Robotic Milkers and an Automated Greenhouse: Inside a High-Tech Small Farm - johnny313
https://www.nytimes.com/2019/01/13/technology/farm-technology-milkers-robots.html
======
jelliclesfarm
Excellent! Exciting times ahead. This is similar to what I envision with
Jellicles small acreage farm bots without the animals(I have no experience
with that).

My design is for 5 acres, serving 100-150 people and one working person and a
suite of small light weight bots and one heavy duty farm bot. Can be fully
automated. Combination of hydroponics and field grown.

So far, everything is technically “possible” except harvesting and soft
fruits(like berries). I can automate(theoretically) everything from greenhouse
operations to field prep to planting to fertilizing to limited harvesting and
packing.

We can do so far: greens, fruits(nightshade), foot crops, brassicas, squashes,
pumpkins and orchard operations. Even some kinds of grains like millets and
barley. With floriculture..so far I have only figured out sunflowers..
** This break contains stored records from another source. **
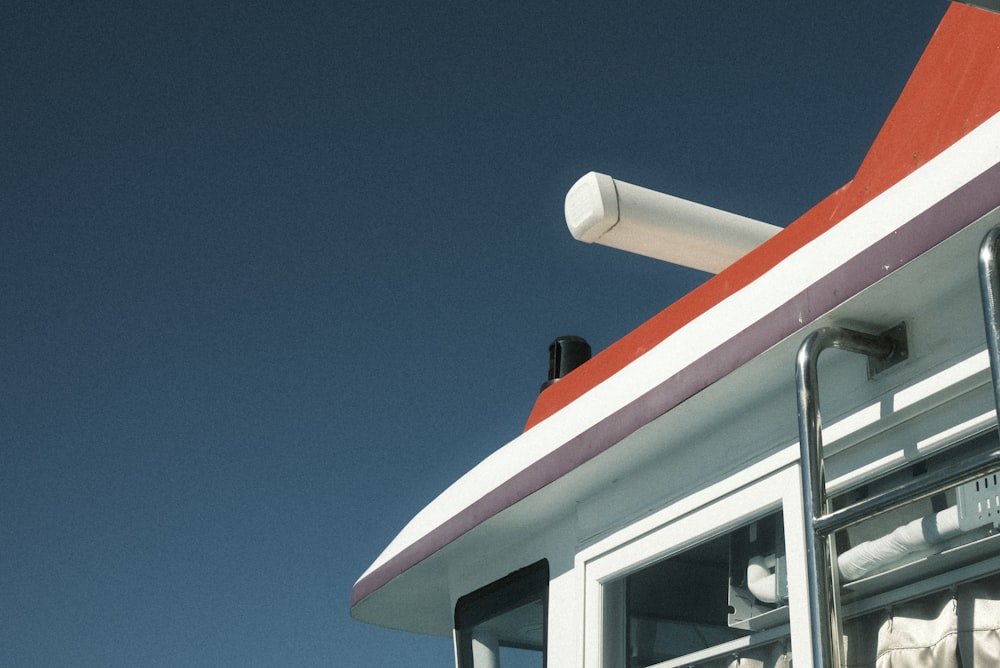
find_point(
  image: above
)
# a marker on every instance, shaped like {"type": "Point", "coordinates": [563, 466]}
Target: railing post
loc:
{"type": "Point", "coordinates": [823, 587]}
{"type": "Point", "coordinates": [989, 287]}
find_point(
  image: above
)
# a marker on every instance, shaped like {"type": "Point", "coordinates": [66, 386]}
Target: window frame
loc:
{"type": "Point", "coordinates": [767, 487]}
{"type": "Point", "coordinates": [524, 586]}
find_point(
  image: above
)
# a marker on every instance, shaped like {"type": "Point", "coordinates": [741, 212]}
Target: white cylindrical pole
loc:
{"type": "Point", "coordinates": [621, 215]}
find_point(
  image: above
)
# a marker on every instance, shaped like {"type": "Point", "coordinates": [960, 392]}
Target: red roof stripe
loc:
{"type": "Point", "coordinates": [954, 88]}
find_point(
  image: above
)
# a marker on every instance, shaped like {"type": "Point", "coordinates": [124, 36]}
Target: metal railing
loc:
{"type": "Point", "coordinates": [821, 521]}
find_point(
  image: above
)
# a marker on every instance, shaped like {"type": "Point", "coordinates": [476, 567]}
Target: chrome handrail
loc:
{"type": "Point", "coordinates": [823, 586]}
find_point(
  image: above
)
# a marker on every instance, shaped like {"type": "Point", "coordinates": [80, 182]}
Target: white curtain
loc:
{"type": "Point", "coordinates": [952, 629]}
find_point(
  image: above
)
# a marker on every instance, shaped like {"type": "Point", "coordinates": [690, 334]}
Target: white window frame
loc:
{"type": "Point", "coordinates": [769, 486]}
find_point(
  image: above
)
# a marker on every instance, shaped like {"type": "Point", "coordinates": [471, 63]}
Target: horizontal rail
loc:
{"type": "Point", "coordinates": [926, 485]}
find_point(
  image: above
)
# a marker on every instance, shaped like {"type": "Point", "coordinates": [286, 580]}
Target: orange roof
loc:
{"type": "Point", "coordinates": [954, 88]}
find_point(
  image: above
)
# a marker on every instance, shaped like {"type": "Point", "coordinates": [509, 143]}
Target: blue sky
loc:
{"type": "Point", "coordinates": [274, 274]}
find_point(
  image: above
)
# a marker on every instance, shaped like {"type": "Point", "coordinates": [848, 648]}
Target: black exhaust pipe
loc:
{"type": "Point", "coordinates": [565, 354]}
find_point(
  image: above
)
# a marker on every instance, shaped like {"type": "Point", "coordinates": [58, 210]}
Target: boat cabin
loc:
{"type": "Point", "coordinates": [799, 458]}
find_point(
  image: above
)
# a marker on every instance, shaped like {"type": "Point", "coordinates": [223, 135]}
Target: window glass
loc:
{"type": "Point", "coordinates": [502, 625]}
{"type": "Point", "coordinates": [707, 595]}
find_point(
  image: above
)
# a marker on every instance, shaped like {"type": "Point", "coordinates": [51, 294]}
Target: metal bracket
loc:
{"type": "Point", "coordinates": [900, 350]}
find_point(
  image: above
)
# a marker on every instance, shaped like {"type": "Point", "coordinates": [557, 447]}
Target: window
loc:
{"type": "Point", "coordinates": [502, 625]}
{"type": "Point", "coordinates": [705, 596]}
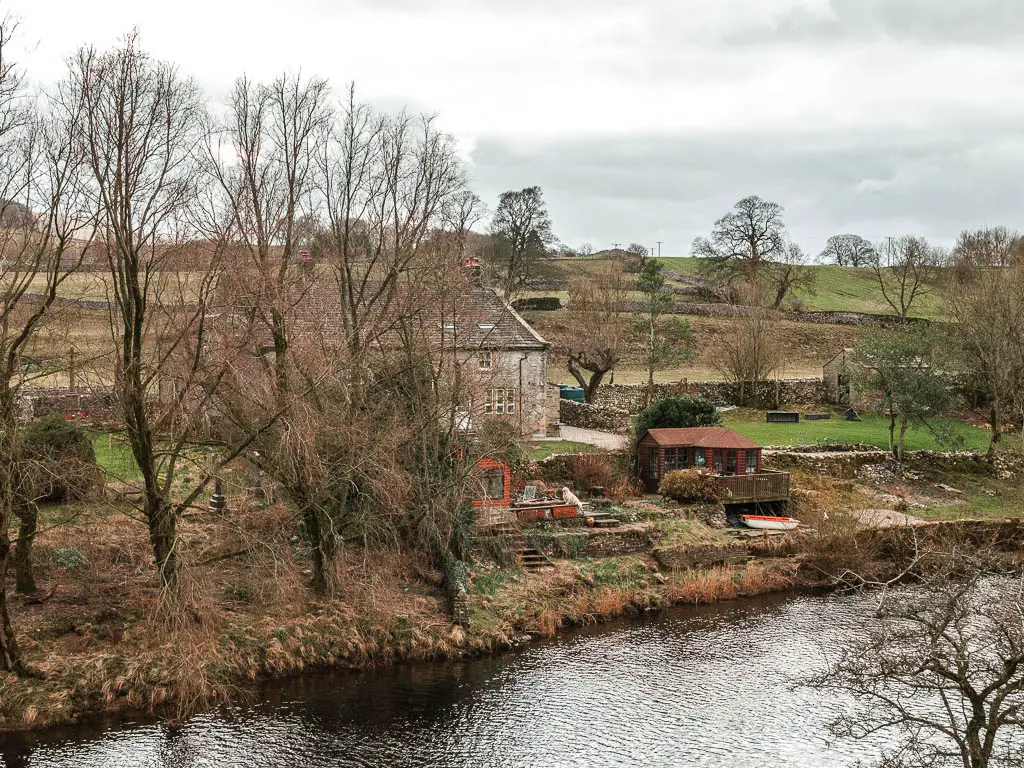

Now..Gots to figure out prototyping...

------
leroy_masochist
The math for the milking machines seems wacky. Average milking session is
supposedly 6 minutes, which means each robot has a capacity of 10 cows/hour
(not taking into account changeover time which is likely not trivial). There
are 3 robots and a herd of 150 who are milked 4x/day on average. That's 600
total sessions, or 60 machine-hours, so this implies that each machine is
operating at perfect efficiency 20 hours/day.